Why Aren’t We Burning Haystacks
by Rochelle Melville
What’s the best way to find a needle in a haystack? Burn the haystack. It’s a gutsy statement, and the reality is that prioritising needles (Jesus, the heart of the gospel) and burning straw (traditions and religiousness) is dangerous and dirty work. How much haystack dismantling or burning have you contributed to lately?
This is a call to all haystack sitters, to cross examine your stance. Let us examine why we personally allow stacks of hay to remain hallowed and loom as obstacles that prevent Jesus encounters for those who don’t know Him yet. If we all begin to acknowledge such things as fear, apathy, self righteousness, immaturity or indoctrination as the reasons we allow haystacks to remain, we can set fire to those excuses. Let us quit pretending we aren’t part of the solution for change.
So in our most honest place, why aren’t we burning haystacks?
Do we freeze, waiting for divine sky-writing to reveal Gods exact will? Paralysis setting in while we seek an unmistakable, low risk, consequence-free decisions. Waiting on the Lord is Biblical until we wait on God indefinitely. We Christianise apathy as worshipping and waiting, when we are actually abdicating our missional responsibility to our peers and especially to the never churched generation. What happens to the tiny flame in our hand while we are worshipping and waiting endlessly? A tiny wisp of smoke spirals upwards for a millisecond, and we are left holding a charred stick. Then we declare ‘Doing nothing must have been God’s will.’
When we care more about the opinion of pew warmers than the fate of those who don’t know Jesus yet, we live as double agents fooling no one but self. We scurry our lit match away before anyone sees. As we know putting our light under Tupperware is wrong, we keep the flame in our War Room. We’re going to let it shine, let it shine, let it shine. And we do. A raging inferno is fanned behind our blackout curtains and closed wardrobe doors. With fellow closet warmers, we allow our big mouths to articulate endlessly about haystacks that need burning; admiring fire starters, and hotly criticising those we allow to be haystack guardians. We pray and praise radically in our well lit inner sanctum, and these sessions may or may not include an undignified jig. No one can judge, criticise or correct us on the right and unified way to strike a match or which haystack to burn while we fake strategise from the safety of our lounge room. Jesus might just have a few woes to pronounce on us wannabe’s “Woe to you, closet radicals for you shut the kingdom of heaven in people’s faces.” (Check out Matthew 23).
Manifestos of Maturity
Maybe we disqualify ourselves with the ‘sinners aren’t called to light fires’ opt out card. Are we erroneously focussing all our energy and time on becoming fully devoted followers, aiming to be seen as perfect, good and ready? Maybe we’re working so hard on our outward appearance of Godliness that we never feel qualified to serve, disciple others or burn piles of hay.
There are no super Christians in Gods eyes, everyone is a mess and falls short of perfection and maturity. When we choose Jesus as our Saviour, we become anointed flame bearers, called to use anything and everything in our hands to go and make disciples. We all feel inadequate and ill-equipped sometimes but if we know one thing, we have one thing to share.
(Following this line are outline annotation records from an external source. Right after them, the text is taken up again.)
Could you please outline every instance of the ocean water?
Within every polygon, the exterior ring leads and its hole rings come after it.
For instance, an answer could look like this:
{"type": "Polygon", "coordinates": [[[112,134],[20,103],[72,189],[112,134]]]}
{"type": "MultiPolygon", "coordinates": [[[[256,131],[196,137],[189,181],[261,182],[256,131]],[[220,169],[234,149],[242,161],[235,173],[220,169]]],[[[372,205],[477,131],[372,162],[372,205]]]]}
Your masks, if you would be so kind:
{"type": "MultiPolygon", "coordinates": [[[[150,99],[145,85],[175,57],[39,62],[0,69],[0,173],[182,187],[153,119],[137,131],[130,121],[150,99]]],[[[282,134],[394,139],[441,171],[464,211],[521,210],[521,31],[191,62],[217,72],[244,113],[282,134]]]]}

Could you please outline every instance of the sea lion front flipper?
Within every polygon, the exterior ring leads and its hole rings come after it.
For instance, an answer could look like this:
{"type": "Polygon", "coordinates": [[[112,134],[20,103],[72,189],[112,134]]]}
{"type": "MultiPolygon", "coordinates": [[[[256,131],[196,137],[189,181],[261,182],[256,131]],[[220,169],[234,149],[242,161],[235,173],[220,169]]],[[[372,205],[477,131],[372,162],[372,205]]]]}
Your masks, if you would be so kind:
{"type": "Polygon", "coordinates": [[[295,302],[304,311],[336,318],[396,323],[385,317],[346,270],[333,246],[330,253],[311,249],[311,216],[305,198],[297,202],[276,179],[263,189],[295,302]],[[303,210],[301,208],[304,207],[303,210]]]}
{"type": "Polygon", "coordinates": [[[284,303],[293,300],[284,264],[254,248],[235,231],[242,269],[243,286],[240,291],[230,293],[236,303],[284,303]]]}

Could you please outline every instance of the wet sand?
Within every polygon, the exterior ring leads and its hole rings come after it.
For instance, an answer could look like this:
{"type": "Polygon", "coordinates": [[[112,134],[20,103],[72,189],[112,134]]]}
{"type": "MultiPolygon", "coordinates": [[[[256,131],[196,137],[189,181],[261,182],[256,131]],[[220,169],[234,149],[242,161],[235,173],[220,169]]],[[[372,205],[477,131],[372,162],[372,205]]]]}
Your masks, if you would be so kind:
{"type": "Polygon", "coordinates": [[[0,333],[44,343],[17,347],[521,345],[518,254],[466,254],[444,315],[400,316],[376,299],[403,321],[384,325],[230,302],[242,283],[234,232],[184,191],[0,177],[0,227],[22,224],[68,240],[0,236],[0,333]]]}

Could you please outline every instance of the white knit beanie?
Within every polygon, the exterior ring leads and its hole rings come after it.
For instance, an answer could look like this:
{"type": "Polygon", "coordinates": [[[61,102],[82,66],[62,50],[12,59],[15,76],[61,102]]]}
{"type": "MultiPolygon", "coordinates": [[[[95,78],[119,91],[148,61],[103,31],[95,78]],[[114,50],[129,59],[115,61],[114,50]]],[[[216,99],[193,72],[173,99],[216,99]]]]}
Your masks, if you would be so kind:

Many of us grew up believing that matches wielded by amateurs could damage the farm, but my question is, if piles of dry grass are stopping our friend, family or work colleague from a Jesus encounter within a tribe of believers, who should remove the obstacle? Have we abdicated personal responsibility of haystack burning to committees who study match striking techniques, discuss the theology of tepee fire laying and collate data on haystacks? By allowing the haystacks to remain, have we become accomplices in obscuring needles?
Maybe we just find it easier to remain disillusioned, numb and uninvolved, delegating haystack burning to professional hay stack burners. And so we google our local professional haystack burners and end up getting distracted by clips of kittens on YouTube.
And haystacks remain silhouetted in fields all over the world and matchboxes remain abandoned on pews and in lounge rooms. The tiny wooden revolutionaries remain safely lined up in their little cardboard coffins. Abandoned. Potential unrealised. And God the originator of humanity, needles and matchsticks, weeps.
Who dares to keep the best and burn the rest? Who’s with me? I’ll bring the marshmallows.
Rochelle Melville describes herself as an intentional creative with a pathological aversion to conformity. When she’s not painting, art journaling or carving spoons, she’s writing, taking photos, sewing and renovating the family home with her husband. Rochelle is an Art Therapist passionate about helping people release their innate creativity for healing, wellbeing and worship. Rochelle is happiest with ink on her fingers, paint in her hair and a flat white nearby.